Monday Tropes: The Power of Christ Compels You

Obviously, anything holy or of Judeo-Christian significance is bound to hurt the evil creatures of the world, right? We see this all the time in media, even in instances where the legitimacy of religion is questioned. While this definitely can act on an (Western) audience’s preconceptions of how evil is defeated, it also runs the risk of saying things you might not mean and poorly fitting the story you’re trying to tell.

Why this is bad: If you want your evil creatures to be adversely affected by some kind of religious symbol or object, realize that you need to have rules for this, and those rules have implications. If you have demons that can be hurt by holy water – water blessed by a Catholic priest – but can’t be hurt by water blessed by any other religion’s priest, you’re implicitly saying that Catholicism is more correct than other religions. If you’re trying to create a story that doesn’t center around a specific religion (for example, Constantine revolves around Catholic lore, so it makes sense that this religions is shown to be more “correct”), then this can be problematic because you’re not showing major (or any) religions as equal. Not only can some readers get a bad taste in their mouth from this, but it also comes off as sloppy world-building.
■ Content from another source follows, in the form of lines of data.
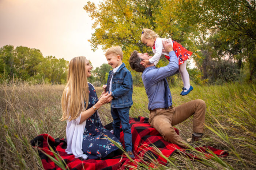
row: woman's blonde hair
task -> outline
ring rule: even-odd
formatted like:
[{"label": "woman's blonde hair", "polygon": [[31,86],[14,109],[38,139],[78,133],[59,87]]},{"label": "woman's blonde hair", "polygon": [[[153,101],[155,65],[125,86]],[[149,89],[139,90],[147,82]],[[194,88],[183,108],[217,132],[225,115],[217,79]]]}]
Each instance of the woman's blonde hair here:
[{"label": "woman's blonde hair", "polygon": [[144,37],[146,39],[152,40],[159,37],[158,34],[154,31],[148,28],[144,28],[142,30],[141,37]]},{"label": "woman's blonde hair", "polygon": [[[74,120],[88,105],[89,90],[87,83],[85,57],[77,57],[70,61],[67,85],[61,98],[61,121]],[[86,106],[84,107],[85,101]]]}]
How you can fix it: Define rules for your world and creatures. You do not have to limit yourself to the words in a Bible or Koran, especially if you’re trying to write something more universal. Take the tropes you’ve seen in the past (crosses burn vampires, demonic possession) and find ways to spin them anew. For example, in Death Defiant, demons can suffer severe burns from holy water. However, the world is much more universal, as I tried not to center it around a specific religion. Here, holy water isn’t defined as “water blessed by a priest,” but water that has been infused with a curse by angels specifically for offensive actions. By doing this, I’m still acting on some preconceptions that might be held by audience, but I’m also finding ways to work them into my story that doesn’t try to say that this or that religion is right, and it also works into the history and laws of the world I’ve built.

Bottom Line: Your world needs rules, so write them out. Dig deep into what can hurt “evil,” but also think greatly about why.

One comment on “Monday Tropes: The Power of Christ Compels You

  1. I thought that one of the good things about Garth Ennis’s Preacher was that, while some of the power of Christian emblems stuff was in there, it was so that he could explore and challenge elements of that faith in a wild and subversive way. Far better than just saying ‘all vampires have cross allergies’.